Maybe they’ve got there because of Google or their own volition, or you emailed them and it’s been like, “Oh my God, am I really going to have to spend more money on getting them to convert even though they’ve been on the page?”
Surely that’s just someone who hasn’t converted and that’s not the case.
We’ve often talked about the fortune is in the follow-up. You absolutely should be focusing on people who are closest to the finish line.
Of course, down the line, we can look at advertising to people who haven’t seen the offer, but I would much rather interact and spend money on converting someone who has seen the offer and is more likely to convert rather than trying to convert more people or pick a distance.
What we need to do is identify a group of people who are closest to crossing that finish line.
It’s far more simple than you might think. If you have a hundred people visiting your sales pages, it’s a pretty good indicator that those people are closer to buying.
People who have already been on a sales page, clearly have seen some reason to click through. They’ve taken some level of interest to click through.
Therefore, why wouldn’t we just focus on them?
That’s what we’re going to be working on, identifying a group of people who are closest to making that conversion.
Yes. The audience size might be smaller and it might be tempting to think, “But if I advertise to a thousand people, possibly, it actually works out cheaper, but potentially for essentially the same amount then wasn’t it more likely that those will convert?”
What we’re doing here is, first of all, we’re identifying individual kinds of campaigns that we can run to a group of people. S
We could run this one-off or we could run this over a month or whatever, and we can run it to people who have just done the action.
Also in future, any further people who land on that page by their own volition and who get there through other means and other activities, we’re going to close that loop.
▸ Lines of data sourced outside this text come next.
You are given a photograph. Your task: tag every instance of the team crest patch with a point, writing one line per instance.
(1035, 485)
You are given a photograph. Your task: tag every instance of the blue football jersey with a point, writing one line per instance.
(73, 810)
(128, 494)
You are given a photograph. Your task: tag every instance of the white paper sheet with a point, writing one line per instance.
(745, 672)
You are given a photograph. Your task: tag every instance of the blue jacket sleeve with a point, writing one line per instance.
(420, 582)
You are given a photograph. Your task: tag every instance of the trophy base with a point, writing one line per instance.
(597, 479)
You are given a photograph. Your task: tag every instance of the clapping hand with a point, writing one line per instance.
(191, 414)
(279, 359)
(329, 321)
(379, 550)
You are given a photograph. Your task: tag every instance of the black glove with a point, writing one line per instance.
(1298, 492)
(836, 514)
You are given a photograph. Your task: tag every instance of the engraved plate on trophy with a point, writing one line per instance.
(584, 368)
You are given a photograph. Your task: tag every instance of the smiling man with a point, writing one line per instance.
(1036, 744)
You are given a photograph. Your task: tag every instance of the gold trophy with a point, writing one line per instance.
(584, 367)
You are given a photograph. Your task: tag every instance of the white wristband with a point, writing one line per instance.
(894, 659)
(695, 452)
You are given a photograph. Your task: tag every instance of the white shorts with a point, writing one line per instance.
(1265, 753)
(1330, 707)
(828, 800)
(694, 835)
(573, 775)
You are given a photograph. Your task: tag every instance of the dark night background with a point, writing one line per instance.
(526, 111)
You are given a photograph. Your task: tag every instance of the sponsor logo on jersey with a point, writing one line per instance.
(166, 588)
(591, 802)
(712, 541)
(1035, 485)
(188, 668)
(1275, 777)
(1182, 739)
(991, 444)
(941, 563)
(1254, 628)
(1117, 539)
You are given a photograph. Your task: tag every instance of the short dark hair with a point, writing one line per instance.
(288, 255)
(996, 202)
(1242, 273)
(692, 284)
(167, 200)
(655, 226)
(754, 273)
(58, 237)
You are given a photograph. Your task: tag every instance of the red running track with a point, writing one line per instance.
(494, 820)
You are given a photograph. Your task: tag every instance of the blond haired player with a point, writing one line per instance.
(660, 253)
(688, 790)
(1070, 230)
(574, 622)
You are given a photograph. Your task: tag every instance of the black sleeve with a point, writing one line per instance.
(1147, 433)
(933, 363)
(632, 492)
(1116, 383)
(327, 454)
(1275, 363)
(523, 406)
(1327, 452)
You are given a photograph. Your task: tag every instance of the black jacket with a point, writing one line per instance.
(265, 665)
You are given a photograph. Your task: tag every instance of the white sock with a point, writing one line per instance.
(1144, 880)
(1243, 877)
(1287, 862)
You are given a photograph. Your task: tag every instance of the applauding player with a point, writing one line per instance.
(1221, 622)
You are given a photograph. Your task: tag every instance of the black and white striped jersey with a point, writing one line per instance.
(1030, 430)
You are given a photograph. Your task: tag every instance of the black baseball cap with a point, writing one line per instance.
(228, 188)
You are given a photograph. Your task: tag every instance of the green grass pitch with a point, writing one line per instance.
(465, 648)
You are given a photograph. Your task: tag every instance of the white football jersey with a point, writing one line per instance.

We now know that in the future, every single time someone lands on our contact page or a sales page or a checkout page or whatever that next action is they’re going to see an advert.
We’re going to close the loop.
This means that when we do begin to attract more traffic and we do begin to scale our business, particularly as funnel businesses, as service-based businesses, that we’re actually making our budgets more effective in the future.